What documentation does pest control generate?

Pest control documentation is both a regulatory requirement and a practical defense during health inspections. After each service visit, the pest control provider should supply a written service report documenting the date and time, technician name and license number, all products applied including active ingredients and application locations, trap readings from any installed monitoring devices, findings observed during the inspection, and any conducive conditions identified — such as structural gaps, moisture issues, or sanitation deficiencies that require operator attention. Bait station placement maps should be on file showing the exact location of every monitoring and treatment device in the facility. Material Safety Data Sheets for all products used must be retained on-site — inspectors may request these during health inspections. An operator who can produce a complete pest control file during an unannounced inspection is in a materially better compliance position than one who relies on verbal assurances from their provider.

How do cockroaches get into commercial kitchens in Los Angeles?

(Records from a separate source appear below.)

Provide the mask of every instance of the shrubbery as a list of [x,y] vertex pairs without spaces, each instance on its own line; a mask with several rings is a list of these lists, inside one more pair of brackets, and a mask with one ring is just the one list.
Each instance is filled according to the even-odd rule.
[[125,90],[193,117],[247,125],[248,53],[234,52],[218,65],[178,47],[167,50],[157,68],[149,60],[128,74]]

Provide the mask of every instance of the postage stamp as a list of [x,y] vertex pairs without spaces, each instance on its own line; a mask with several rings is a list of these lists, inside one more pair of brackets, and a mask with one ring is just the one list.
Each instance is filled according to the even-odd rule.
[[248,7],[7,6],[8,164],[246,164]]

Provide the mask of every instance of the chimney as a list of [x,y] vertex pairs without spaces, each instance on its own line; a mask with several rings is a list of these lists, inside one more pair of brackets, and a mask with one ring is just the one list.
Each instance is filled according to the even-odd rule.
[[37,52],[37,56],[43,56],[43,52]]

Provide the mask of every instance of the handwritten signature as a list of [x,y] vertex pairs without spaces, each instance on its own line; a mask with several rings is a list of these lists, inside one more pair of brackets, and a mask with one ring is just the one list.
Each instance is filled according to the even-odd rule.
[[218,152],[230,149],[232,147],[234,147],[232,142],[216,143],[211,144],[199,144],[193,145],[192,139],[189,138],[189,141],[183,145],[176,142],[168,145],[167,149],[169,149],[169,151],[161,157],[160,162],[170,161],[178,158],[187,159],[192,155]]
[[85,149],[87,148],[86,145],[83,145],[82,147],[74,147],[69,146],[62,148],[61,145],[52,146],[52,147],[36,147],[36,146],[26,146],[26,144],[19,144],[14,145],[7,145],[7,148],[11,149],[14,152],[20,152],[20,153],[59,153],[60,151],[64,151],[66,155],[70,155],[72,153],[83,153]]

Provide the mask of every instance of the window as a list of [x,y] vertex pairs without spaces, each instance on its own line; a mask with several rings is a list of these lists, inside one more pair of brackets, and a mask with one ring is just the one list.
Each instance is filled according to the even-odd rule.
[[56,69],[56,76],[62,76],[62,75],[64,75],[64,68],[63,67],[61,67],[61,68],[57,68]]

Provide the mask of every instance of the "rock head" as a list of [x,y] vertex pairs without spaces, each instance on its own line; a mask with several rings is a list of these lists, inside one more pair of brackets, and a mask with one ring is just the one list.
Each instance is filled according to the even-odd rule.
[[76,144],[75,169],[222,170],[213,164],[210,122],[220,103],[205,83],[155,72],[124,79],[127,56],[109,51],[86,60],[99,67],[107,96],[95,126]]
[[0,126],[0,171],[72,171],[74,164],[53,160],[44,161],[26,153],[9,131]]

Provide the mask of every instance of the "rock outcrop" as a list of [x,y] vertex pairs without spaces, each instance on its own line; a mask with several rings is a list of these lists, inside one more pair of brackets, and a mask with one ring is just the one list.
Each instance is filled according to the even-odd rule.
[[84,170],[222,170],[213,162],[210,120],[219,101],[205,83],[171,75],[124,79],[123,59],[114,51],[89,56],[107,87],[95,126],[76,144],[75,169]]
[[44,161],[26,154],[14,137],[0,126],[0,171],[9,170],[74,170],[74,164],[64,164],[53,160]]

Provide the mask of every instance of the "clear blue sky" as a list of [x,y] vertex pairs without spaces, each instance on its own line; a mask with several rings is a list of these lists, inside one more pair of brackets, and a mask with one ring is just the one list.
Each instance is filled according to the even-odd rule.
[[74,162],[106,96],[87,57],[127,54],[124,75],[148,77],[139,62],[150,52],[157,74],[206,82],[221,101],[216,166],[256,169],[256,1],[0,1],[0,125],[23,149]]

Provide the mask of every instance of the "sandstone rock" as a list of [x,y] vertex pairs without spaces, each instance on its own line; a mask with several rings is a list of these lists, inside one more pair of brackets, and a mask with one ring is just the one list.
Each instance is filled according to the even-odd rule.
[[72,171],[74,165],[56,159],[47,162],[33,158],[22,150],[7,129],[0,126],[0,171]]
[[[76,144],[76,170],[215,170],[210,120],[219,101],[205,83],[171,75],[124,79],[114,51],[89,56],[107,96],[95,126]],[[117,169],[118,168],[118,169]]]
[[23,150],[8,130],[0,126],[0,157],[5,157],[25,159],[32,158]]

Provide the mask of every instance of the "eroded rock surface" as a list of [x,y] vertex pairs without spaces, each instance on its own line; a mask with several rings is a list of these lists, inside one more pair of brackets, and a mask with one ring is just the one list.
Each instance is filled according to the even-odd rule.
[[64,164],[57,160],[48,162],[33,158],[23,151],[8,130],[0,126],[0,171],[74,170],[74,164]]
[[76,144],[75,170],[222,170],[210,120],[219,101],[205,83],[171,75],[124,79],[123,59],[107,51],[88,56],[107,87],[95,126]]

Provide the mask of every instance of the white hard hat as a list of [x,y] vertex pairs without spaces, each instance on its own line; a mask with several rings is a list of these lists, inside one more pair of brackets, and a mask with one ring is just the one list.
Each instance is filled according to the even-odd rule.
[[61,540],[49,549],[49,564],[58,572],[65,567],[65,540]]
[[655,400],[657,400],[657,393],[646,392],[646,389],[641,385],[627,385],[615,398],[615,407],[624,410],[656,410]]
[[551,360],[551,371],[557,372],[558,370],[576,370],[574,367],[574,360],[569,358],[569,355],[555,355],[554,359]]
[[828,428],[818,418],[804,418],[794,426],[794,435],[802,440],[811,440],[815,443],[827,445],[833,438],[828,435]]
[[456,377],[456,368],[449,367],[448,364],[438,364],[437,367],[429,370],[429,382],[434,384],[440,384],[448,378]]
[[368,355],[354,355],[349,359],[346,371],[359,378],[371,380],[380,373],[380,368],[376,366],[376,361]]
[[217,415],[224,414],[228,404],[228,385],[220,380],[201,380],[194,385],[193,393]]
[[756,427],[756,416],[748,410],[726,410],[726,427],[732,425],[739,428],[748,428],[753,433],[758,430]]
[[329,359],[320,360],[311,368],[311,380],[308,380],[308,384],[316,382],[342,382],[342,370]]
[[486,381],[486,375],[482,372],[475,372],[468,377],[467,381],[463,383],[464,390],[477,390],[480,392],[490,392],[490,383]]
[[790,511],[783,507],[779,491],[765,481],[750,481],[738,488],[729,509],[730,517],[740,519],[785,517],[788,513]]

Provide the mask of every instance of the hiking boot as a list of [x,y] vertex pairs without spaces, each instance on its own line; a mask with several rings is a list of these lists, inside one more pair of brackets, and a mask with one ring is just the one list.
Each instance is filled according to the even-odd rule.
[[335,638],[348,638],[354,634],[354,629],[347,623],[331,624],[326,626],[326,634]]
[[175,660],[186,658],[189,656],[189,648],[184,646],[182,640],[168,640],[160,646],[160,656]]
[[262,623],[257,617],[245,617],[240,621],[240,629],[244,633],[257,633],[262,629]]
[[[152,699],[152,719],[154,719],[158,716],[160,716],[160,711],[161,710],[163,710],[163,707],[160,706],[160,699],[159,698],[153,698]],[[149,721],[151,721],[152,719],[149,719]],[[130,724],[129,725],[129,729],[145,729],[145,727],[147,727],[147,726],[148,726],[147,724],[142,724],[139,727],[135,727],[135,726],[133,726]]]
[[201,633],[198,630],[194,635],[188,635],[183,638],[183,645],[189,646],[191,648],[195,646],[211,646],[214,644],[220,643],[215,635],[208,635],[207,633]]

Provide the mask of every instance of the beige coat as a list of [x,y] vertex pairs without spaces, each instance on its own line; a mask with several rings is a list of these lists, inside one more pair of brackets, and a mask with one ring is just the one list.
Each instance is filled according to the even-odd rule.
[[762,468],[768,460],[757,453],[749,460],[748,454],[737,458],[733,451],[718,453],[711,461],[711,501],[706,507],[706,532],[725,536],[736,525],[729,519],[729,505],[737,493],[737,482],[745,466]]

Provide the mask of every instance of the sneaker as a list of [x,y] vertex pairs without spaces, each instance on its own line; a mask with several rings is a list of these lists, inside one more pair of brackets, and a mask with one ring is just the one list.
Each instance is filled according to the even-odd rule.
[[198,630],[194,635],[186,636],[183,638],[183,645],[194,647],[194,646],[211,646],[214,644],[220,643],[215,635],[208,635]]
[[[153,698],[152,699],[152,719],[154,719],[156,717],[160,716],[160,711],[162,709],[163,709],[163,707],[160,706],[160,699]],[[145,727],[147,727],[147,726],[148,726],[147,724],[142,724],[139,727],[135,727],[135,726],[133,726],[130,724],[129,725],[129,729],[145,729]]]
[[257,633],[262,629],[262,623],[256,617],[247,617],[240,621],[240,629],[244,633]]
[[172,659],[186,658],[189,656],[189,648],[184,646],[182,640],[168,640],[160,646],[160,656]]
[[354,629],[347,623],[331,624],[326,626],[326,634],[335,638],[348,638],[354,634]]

German cockroaches are the primary kitchen pest in Los Angeles commercial kitchens, and they are extraordinarily well-adapted to the urban environment. They travel through the underground utility network — gas lines, sewer conduit, and electrical conduit — that connects buildings in high-density neighborhoods. They enter through the smallest gaps at floor-wall junctions, around pipe penetrations, and through drain lines that do not have functioning traps. They are introduced into otherwise clean kitchens through produce deliveries (particularly in cardboard boxes, which they use as harborage), used equipment purchases, and neighboring tenants in shared commercial buildings. In Koreatown, East LA, and Downtown, German cockroach populations have developed measurable resistance to standard pyrethroid chemical treatments through repeated exposure — meaning a provider applying the same chemistry on repeat visits may be producing no effect. Effective control in these neighborhoods requires insect growth regulator (IGR) rotation and bait-matrix management by technicians with specific experience in resistance management.